My suggestion is more of a generic solution to the app confinement problem.

Assume I start at the file manager and I tap on a file. It presents an "Open with" dialog showing the apps that can open that type of file. The dialog should show all apps that can handle that file type, regardless of whether they have permission to see that particular file.

Somewhere on that dialog should be a checkbox saying "permanently allow app to view files in this directory" and a drop-down that by default has the current directory selected, but allows you to select any parent directory instead (yea even unto the very root). Then you select the app you want to open it with.
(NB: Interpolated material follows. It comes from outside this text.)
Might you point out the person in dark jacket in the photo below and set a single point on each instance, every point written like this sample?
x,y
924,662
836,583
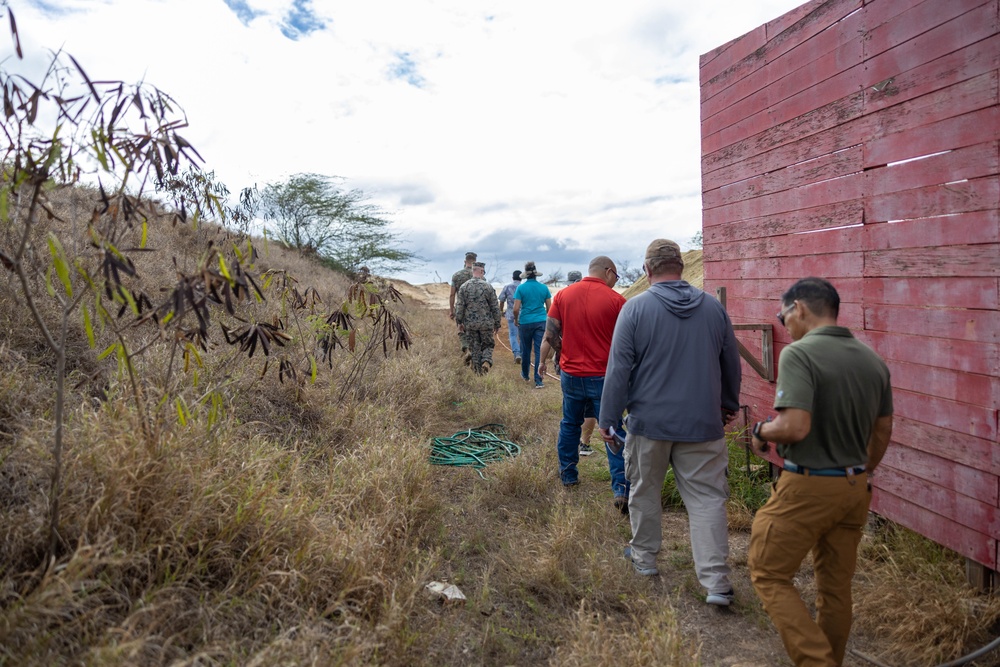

Apparmor is automatically reconfigured appropriately, and the app opens to show the file.

It should then be possible to revoke these permissions somewhere in System Settings / Security & Privacy / App permissions.

This is the closest I can think of to a "I don't care about your stupid confinement model, just get the hell out of my way and never bother me again" button, which is precisely what I say (often out loud) when encountering app confinement issues in the present system. But it still allows reasonably tight security, especially if you make the effort to organise your files.

It would also allow apps to do things that aren't realistically feasible with a centralised file broker, such as custom "open file" dialogs, watching directories and automatically indexing new files, using named pipes, creating soft links, and all the other millions of things developers might think up that you couldn't possibly predict while designing an app confinement model.